Russia is a case in point, with something to lose - and gain - at every juncture of an American war on Iraq. The immediate effect is likely to be a steep increase in oil prices, benefiting Russia's oil-driven economy. Beyond that, Russia's interests get more complicated.

Iraq still owes Russia from $7 billion to $10 billion for arms purchases during the war with Iran, and Russian oil companies, with their history of cooperation with Iraq, are poised to be major players in any revival of the Iraqi oil industry.

Lukoil, Russia's biggest oil company, signed a 23-year deal with Iraq five years ago to rehabilitate the country's southern oil fields, a deal potentially worth billions.

At the same time, Russia is worried that an eventual increase in Iraqi oil production could drive prices down.

Perhaps even more worrisome for President Vladimir V. Putin is that if the United States secures a private gas pump in Iraq, he might be denied the energy cooperation on which he has placed his hopes for a new relationship with Washington and the West.

So Russia finds itself in a conundrum, opposed to a war that could undermine its best claim to serious global influence, but aware that it cannot sustain a long and serious disagreement with Washington over an issue like Saddam Hussein's future that the United States considers critical.

"Iraq opens up everything the Russians have agonized over in the past 10 years," said Toby T. Gati, who served as a special assistant to President Bill Clinton for Russia and is now a senior adviser with the Washington law firm Akin, Gump, Strauss, Hauer & Feld. "It raises a question in their minds about American intentions, about which they can do little."

"So the real issue," Ms. Gati continued, "is American power - how do countries safeguard their interests in a unipolar world, where Washington's attitude is that what's good for America is good for the world?"

Similar questions over American intentions can be heard in Paris, Riyadh and many other capitals. Youssef M. Ibrahim, a senior fellow at the Council on Foreign Relations, said some countries - like Saudi Arabia - might start looking for ways to block what they perceive as an American threat in Iraq.

"The Saudis are saying to themselves, the Americans are going to invade Iraq and turn it into their private pumping station," Mr. Ibrahim said. "So what can they do? One, they can wait three years and see, or two, they can wage a war right now. The only war they can wage is to open all the valves." That, he said, would drive many competitors out of business by dropping prices precipitously.

But for the Saudis, as for the Russians - and the French, who also have a longstanding relationship with Iraq - the risk of ending up on the wrong side of Washington and of whatever government it supports in Iraq ultimately leaves no real alternative but to fall in line behind the United States. So their tactic, at the United Nations and other forums, is to do what they can to impress their national interests on Washington, and to press as hard as they can for Washington not to go it alone.

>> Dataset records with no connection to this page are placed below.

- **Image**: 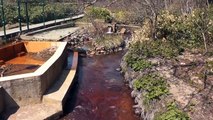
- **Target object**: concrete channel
[0,23,78,120]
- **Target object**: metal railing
[0,0,78,40]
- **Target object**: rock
[120,28,126,34]
[109,106,116,109]
[116,67,121,72]
[90,51,95,55]
[118,47,123,51]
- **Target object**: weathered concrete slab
[8,104,62,120]
[0,86,4,113]
[8,52,78,120]
[43,52,78,110]
[0,42,67,106]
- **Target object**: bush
[125,54,153,71]
[133,73,169,104]
[157,9,213,48]
[86,7,112,22]
[155,103,190,120]
[130,40,181,58]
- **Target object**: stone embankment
[63,28,131,56]
[120,52,213,120]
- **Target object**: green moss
[125,54,154,71]
[86,7,112,21]
[94,35,123,49]
[130,40,180,58]
[133,73,169,104]
[155,103,190,120]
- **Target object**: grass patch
[155,102,190,120]
[134,73,169,104]
[94,35,124,49]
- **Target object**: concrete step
[8,103,63,120]
[43,52,78,110]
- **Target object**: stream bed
[61,52,139,120]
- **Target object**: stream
[60,52,139,120]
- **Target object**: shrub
[86,7,112,21]
[125,54,153,71]
[155,102,190,120]
[157,9,213,48]
[130,40,181,58]
[134,73,169,104]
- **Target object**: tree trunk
[202,32,208,53]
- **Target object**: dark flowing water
[61,52,139,120]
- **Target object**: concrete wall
[0,43,67,107]
[0,86,4,113]
[0,42,26,61]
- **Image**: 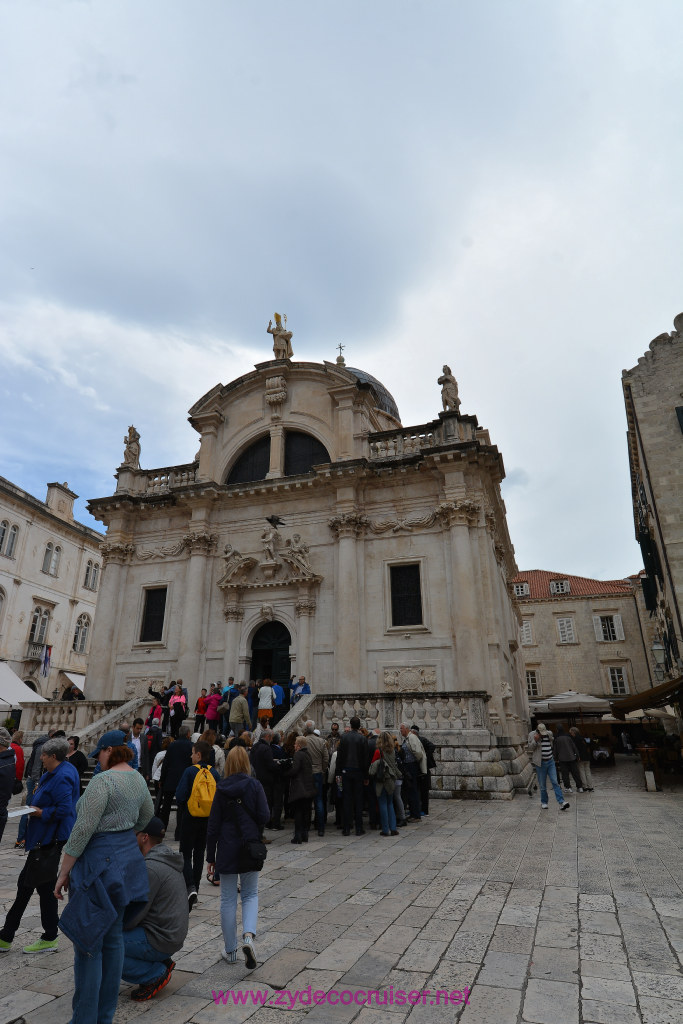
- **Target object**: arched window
[285,430,330,476]
[43,541,54,572]
[50,544,61,575]
[225,434,270,483]
[83,558,99,590]
[74,612,90,654]
[29,606,50,643]
[5,526,19,558]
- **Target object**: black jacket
[337,729,370,776]
[250,739,280,785]
[161,739,193,793]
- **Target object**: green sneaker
[24,939,58,953]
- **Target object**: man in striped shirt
[526,722,569,811]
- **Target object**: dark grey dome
[344,367,400,423]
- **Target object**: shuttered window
[389,562,423,626]
[140,587,167,643]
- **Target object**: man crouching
[123,818,189,1002]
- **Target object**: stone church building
[88,316,530,797]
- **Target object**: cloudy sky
[0,0,683,579]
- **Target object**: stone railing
[19,697,152,745]
[142,462,197,495]
[368,414,477,459]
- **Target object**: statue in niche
[267,313,294,359]
[261,523,280,562]
[436,367,460,413]
[283,534,312,574]
[123,427,140,469]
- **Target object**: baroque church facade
[88,316,530,796]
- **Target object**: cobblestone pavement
[0,759,683,1024]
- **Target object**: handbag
[26,842,63,888]
[230,800,268,873]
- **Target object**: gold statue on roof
[267,313,294,359]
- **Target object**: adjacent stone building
[512,569,653,698]
[0,477,102,697]
[83,327,528,797]
[622,313,683,698]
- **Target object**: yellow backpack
[187,767,216,818]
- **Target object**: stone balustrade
[368,413,477,460]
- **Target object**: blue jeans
[16,778,36,843]
[313,771,328,830]
[377,786,396,836]
[71,910,124,1024]
[533,761,564,807]
[123,925,168,985]
[220,871,258,953]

"So it is about oil, about what the Middle East looks like after Saddam, which is about which countries get to play," Ms. Gati said.

For now, the fear in foreign capitals is that those who do not back Washington will not get to play.

As for the rest, Mr. Fleischer probably was as good a guide as any when he said, "I think that it's impossible for anybody to speculate about anything and everything that could possibly happen under any military scenario."

The next sign may come in early December, when the State Department will hold meetings with the Iraqi opposition on the future of their oil.